Personalized Federated Dictionary Learning for Modeling Heterogeneity in Multi-site fMRI Data
This work addresses data privacy and heterogeneity issues in multi-site neuroimaging studies, offering a federated learning solution that is incremental by building on existing dictionary learning and federated methods.
The paper tackles the problem of modeling heterogeneity in multi-site fMRI data under privacy constraints by proposing Personalized Federated Dictionary Learning (PFedDL), which decomposes site-specific dictionaries into shared global and personalized local components, resulting in improved accuracy and robustness on the ABIDE dataset compared to existing methods.
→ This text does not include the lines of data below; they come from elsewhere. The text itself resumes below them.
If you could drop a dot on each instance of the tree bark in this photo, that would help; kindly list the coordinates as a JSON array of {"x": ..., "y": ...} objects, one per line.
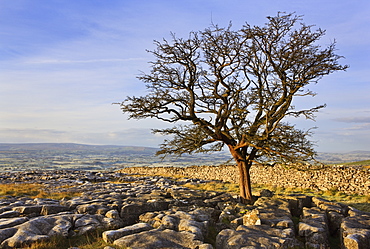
[
  {"x": 245, "y": 182},
  {"x": 244, "y": 166}
]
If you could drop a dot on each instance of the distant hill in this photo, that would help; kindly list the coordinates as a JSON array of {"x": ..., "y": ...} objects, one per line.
[
  {"x": 64, "y": 147},
  {"x": 335, "y": 158},
  {"x": 353, "y": 156}
]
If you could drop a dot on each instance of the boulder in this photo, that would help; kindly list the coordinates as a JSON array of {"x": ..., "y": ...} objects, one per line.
[
  {"x": 314, "y": 228},
  {"x": 159, "y": 239},
  {"x": 5, "y": 223},
  {"x": 261, "y": 236},
  {"x": 355, "y": 231},
  {"x": 112, "y": 235}
]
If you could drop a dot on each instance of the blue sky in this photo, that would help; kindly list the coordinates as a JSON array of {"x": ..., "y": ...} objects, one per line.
[{"x": 63, "y": 64}]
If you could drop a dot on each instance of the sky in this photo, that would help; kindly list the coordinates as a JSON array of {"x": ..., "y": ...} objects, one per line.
[{"x": 63, "y": 64}]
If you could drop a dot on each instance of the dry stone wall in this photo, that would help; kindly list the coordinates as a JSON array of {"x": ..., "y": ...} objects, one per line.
[{"x": 346, "y": 179}]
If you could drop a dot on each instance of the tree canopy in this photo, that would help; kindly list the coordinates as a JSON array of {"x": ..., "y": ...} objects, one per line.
[{"x": 234, "y": 88}]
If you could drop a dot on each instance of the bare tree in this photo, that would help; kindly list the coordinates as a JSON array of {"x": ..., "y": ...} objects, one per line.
[{"x": 234, "y": 89}]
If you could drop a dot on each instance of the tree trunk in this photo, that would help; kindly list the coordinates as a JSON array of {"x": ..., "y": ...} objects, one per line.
[
  {"x": 244, "y": 165},
  {"x": 245, "y": 182}
]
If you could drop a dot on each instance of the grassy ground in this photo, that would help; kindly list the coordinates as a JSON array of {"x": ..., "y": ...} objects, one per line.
[
  {"x": 94, "y": 241},
  {"x": 34, "y": 191},
  {"x": 361, "y": 202}
]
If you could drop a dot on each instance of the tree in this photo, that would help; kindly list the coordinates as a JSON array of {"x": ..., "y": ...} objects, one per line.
[{"x": 235, "y": 89}]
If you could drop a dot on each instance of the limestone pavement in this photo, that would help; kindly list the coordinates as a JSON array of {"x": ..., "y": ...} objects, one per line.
[{"x": 158, "y": 212}]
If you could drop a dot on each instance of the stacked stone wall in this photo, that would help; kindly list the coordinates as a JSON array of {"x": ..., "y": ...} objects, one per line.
[{"x": 346, "y": 179}]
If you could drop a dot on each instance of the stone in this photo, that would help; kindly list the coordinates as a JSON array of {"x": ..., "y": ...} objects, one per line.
[
  {"x": 252, "y": 218},
  {"x": 5, "y": 223},
  {"x": 28, "y": 210},
  {"x": 53, "y": 209},
  {"x": 9, "y": 214},
  {"x": 199, "y": 229},
  {"x": 355, "y": 231},
  {"x": 112, "y": 235},
  {"x": 159, "y": 239},
  {"x": 266, "y": 193},
  {"x": 261, "y": 236},
  {"x": 314, "y": 228}
]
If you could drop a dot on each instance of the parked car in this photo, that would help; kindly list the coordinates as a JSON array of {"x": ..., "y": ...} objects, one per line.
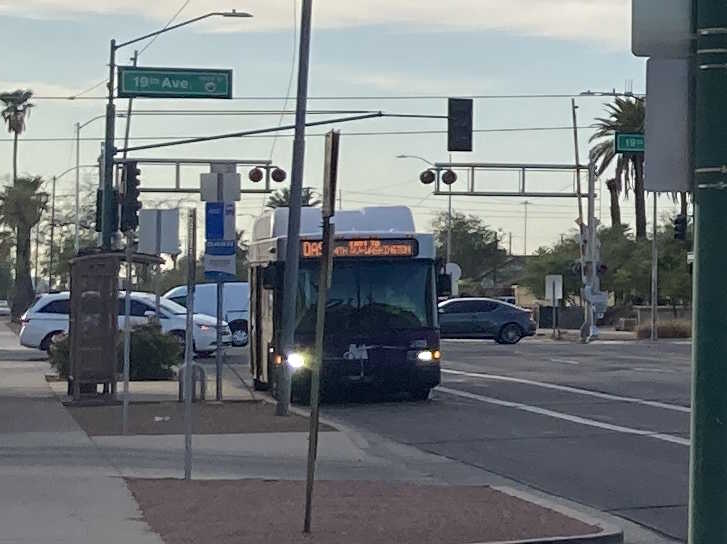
[
  {"x": 49, "y": 316},
  {"x": 485, "y": 318},
  {"x": 235, "y": 304}
]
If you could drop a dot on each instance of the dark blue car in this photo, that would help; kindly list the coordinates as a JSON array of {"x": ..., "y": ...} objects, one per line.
[{"x": 485, "y": 318}]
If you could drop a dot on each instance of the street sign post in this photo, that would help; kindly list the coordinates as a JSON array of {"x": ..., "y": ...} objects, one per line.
[
  {"x": 629, "y": 142},
  {"x": 148, "y": 82}
]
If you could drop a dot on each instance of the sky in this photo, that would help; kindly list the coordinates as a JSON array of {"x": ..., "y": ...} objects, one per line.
[{"x": 396, "y": 56}]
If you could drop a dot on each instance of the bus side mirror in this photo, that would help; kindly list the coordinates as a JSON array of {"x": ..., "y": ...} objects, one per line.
[
  {"x": 444, "y": 285},
  {"x": 269, "y": 277}
]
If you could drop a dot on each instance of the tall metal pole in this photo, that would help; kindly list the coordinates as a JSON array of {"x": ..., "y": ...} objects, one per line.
[
  {"x": 52, "y": 233},
  {"x": 324, "y": 282},
  {"x": 708, "y": 491},
  {"x": 127, "y": 331},
  {"x": 109, "y": 151},
  {"x": 525, "y": 228},
  {"x": 220, "y": 295},
  {"x": 189, "y": 340},
  {"x": 292, "y": 253},
  {"x": 449, "y": 226},
  {"x": 654, "y": 276},
  {"x": 77, "y": 228}
]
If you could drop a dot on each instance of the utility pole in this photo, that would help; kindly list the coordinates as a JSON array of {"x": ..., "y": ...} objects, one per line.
[
  {"x": 654, "y": 276},
  {"x": 52, "y": 234},
  {"x": 292, "y": 251},
  {"x": 108, "y": 156},
  {"x": 708, "y": 491},
  {"x": 449, "y": 227},
  {"x": 525, "y": 228},
  {"x": 77, "y": 229}
]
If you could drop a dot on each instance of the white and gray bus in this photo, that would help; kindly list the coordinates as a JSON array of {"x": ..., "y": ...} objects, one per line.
[{"x": 381, "y": 317}]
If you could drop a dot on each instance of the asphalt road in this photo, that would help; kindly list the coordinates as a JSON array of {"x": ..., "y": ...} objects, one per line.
[{"x": 606, "y": 424}]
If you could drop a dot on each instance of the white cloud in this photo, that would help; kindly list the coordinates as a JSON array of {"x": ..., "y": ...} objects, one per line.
[{"x": 600, "y": 21}]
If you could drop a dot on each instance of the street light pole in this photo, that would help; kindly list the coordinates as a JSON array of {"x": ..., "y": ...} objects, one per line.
[
  {"x": 292, "y": 252},
  {"x": 77, "y": 231},
  {"x": 52, "y": 232},
  {"x": 109, "y": 147},
  {"x": 109, "y": 151}
]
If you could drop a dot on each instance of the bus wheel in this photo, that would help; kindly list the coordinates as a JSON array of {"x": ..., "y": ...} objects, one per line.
[{"x": 420, "y": 393}]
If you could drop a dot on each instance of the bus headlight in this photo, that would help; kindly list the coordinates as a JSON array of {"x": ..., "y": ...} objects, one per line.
[
  {"x": 296, "y": 360},
  {"x": 429, "y": 356}
]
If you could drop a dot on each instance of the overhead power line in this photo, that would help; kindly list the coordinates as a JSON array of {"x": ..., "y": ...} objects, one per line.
[
  {"x": 319, "y": 134},
  {"x": 534, "y": 96}
]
Data privacy constraints pose significant challenges for large-scale neuroimaging analysis, especially in multi-site functional magnetic resonance imaging (fMRI) studies, where site-specific heterogeneity leads to non-independent and identically distributed (non-IID) data. These factors hinder the development of generalizable models. To address these challenges, we propose Personalized Federated Dictionary Learning (PFedDL), a novel federated learning framework that enables collaborative modeling across sites without sharing raw data. PFedDL performs independent dictionary learning at each site, decomposing each site-specific dictionary into a shared global component and a personalized local component. The global atoms are updated via federated aggregation to promote cross-site consistency, while the local atoms are refined independently to capture site-specific variability, thereby enhancing downstream analysis. Experiments on the ABIDE dataset demonstrate that PFedDL outperforms existing methods in accuracy and robustness across non-IID datasets.